The PDF version of the Everybody Makes article shows some distinctly subtle formatting - played cards are not "removed" from the diagram, they are just indicated with a line through, smaller, and in a light font.
Download BridgeML (version 0.5)
BridgeML now has its own Google Code Project.
Read the latest README file.
Download BridgeML-0.5.zip
The latest version of BridgeML uses xsltproc, so you will need that program installed on your computer, if it is not there already. You need a recent version of the program, because some older versions had broken handling of EXSLT extensions.

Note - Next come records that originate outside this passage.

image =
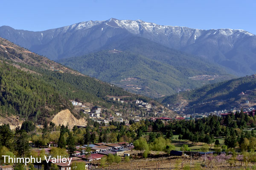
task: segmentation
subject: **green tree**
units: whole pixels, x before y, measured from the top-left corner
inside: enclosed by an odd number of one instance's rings
[[[181,147],[180,147],[180,150],[183,151],[190,151],[190,149],[189,149],[189,147],[186,144],[184,144]]]
[[[142,152],[144,150],[148,150],[148,145],[146,139],[143,137],[140,137],[134,142],[134,149],[135,150],[140,150]]]
[[[110,153],[108,155],[108,156],[107,156],[107,161],[109,164],[111,164],[114,161],[115,156]]]
[[[23,157],[29,153],[29,135],[24,130],[17,128],[15,136],[15,149],[18,154]]]
[[[71,132],[69,133],[68,137],[67,140],[67,144],[68,147],[68,153],[70,156],[71,157],[72,154],[75,153],[76,151],[76,146],[75,144],[75,139],[73,135]]]
[[[250,139],[250,144],[249,144],[250,149],[253,152],[254,152],[256,150],[256,138],[255,137],[252,137]]]
[[[130,158],[129,158],[129,156],[125,157],[125,161],[126,162],[130,162]]]
[[[61,148],[66,148],[66,142],[64,138],[64,134],[61,133],[60,137],[58,141],[58,147]]]
[[[118,156],[117,155],[115,155],[115,162],[118,164],[121,162],[121,157]]]

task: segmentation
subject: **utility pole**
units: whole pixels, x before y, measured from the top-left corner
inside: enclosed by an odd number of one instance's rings
[[[190,158],[190,170],[191,170],[192,164],[192,154],[191,154],[191,158]]]

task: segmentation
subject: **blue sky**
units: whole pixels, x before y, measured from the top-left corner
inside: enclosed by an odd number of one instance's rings
[[[200,29],[242,29],[256,34],[255,0],[8,0],[0,4],[0,26],[29,31],[113,17]]]

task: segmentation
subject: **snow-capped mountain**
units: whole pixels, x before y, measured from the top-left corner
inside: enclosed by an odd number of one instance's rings
[[[256,36],[242,30],[201,30],[114,18],[42,31],[0,27],[0,37],[54,60],[99,51],[134,36],[204,57],[238,75],[256,72]]]

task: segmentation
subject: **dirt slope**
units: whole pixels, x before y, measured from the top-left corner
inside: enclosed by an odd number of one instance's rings
[[[85,126],[87,124],[87,122],[84,119],[78,119],[68,109],[64,110],[58,113],[54,116],[52,122],[57,126],[59,124],[66,126],[68,123],[70,128],[74,125]]]

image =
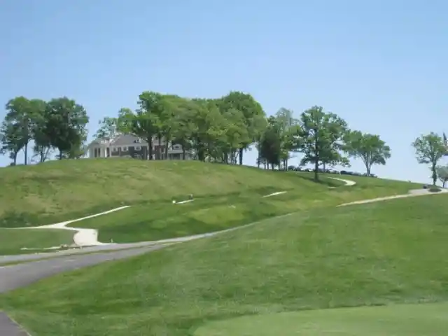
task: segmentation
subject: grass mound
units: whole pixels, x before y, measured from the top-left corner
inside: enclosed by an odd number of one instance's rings
[[[0,255],[45,252],[47,247],[73,244],[73,231],[64,230],[14,230],[0,228]],[[31,250],[21,250],[22,247]]]
[[[243,316],[200,327],[196,336],[445,335],[448,304],[311,310]],[[256,330],[256,333],[254,332]]]
[[[225,230],[275,216],[360,199],[405,193],[410,187],[407,183],[368,178],[358,178],[355,186],[343,187],[344,182],[328,178],[329,175],[323,176],[322,181],[316,183],[312,181],[312,174],[286,174],[294,184],[283,190],[274,186],[246,187],[243,191],[225,195],[200,197],[185,204],[172,204],[167,200],[140,203],[116,213],[74,223],[73,226],[99,230],[99,239],[104,242],[111,239],[119,243],[155,241]],[[341,188],[328,188],[337,185]],[[286,192],[263,197],[278,191]]]
[[[183,336],[244,315],[446,301],[447,200],[271,218],[61,274],[0,298],[0,307],[35,335]],[[262,335],[253,326],[246,335]]]
[[[225,195],[246,190],[307,190],[293,174],[196,161],[61,160],[0,169],[0,227],[74,219],[123,204]],[[278,189],[276,190],[277,191]]]
[[[342,184],[330,179],[315,183],[310,178],[197,161],[118,158],[6,167],[0,169],[0,227],[52,224],[125,204],[171,204],[173,199],[186,200],[190,194],[214,198],[298,190],[312,198],[312,194],[327,191],[329,186]],[[374,188],[364,190],[365,194],[393,195],[414,188],[407,182],[370,180]]]

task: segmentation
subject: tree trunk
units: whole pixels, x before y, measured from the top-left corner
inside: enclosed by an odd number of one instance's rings
[[[24,164],[25,166],[28,164],[28,144],[27,144],[25,145],[25,148],[24,148],[24,155],[25,155],[25,160],[24,160]]]
[[[165,144],[165,159],[168,158],[168,141]]]
[[[433,165],[433,186],[435,186],[437,182],[437,172],[435,172],[435,165]]]
[[[317,160],[314,162],[314,181],[319,181],[318,175],[319,164]]]
[[[148,160],[153,160],[153,136],[148,137]]]

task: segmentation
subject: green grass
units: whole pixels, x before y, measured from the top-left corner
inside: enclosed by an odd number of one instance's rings
[[[444,336],[448,304],[394,304],[244,316],[200,327],[197,336]]]
[[[219,167],[219,166],[218,166]],[[245,168],[242,168],[244,169]],[[312,175],[282,174],[295,180],[295,185],[283,189],[266,186],[226,195],[203,196],[184,204],[170,201],[153,201],[136,204],[108,215],[76,222],[73,226],[98,229],[102,241],[134,242],[155,241],[240,226],[275,216],[327,207],[354,200],[406,193],[413,185],[378,178],[356,178],[358,184],[343,186],[340,181],[328,178],[316,183]],[[337,186],[330,189],[329,186]],[[287,192],[272,197],[263,195],[276,191]]]
[[[73,231],[55,229],[14,230],[0,228],[0,255],[48,251],[36,250],[73,244]],[[33,250],[20,250],[22,247]]]
[[[447,201],[439,194],[271,218],[59,274],[0,297],[0,307],[36,336],[184,336],[246,315],[447,301]],[[360,335],[372,335],[374,321],[365,323]],[[248,335],[262,335],[253,326]]]
[[[219,197],[257,190],[296,190],[309,194],[311,198],[311,194],[328,185],[315,183],[310,176],[197,161],[118,158],[1,168],[0,227],[52,224],[124,204],[168,203],[173,198],[186,199],[190,194]],[[363,191],[372,195],[420,188],[379,178],[362,181],[374,186],[368,192]],[[368,188],[367,184],[359,188]]]

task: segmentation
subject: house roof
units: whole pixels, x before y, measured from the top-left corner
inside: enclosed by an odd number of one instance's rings
[[[108,144],[109,146],[146,146],[148,142],[132,134],[117,134],[112,138],[95,139],[88,146],[88,148],[92,146],[99,144]]]

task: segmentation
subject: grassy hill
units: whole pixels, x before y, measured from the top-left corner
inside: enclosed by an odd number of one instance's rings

Non-XML Bridge Publishing Notes
Here are some links to bridge web publishing notes which are independent of XML.
- HTML Bridge Deal Layout Without Tables
- There is a movement towards using style sheets rather than HTML tables to do complicated layouts, using HTML tables only for data which really is tabular.
- Jeff Goldsmith's Bridge Movie Software
- Jeff's tool was one of the first I saw for making publishing bridge articles in HTML easier.
- PBN Homepage
- Includes the specification for the Portable Bridge Notation, as well as lists of software which support PBN.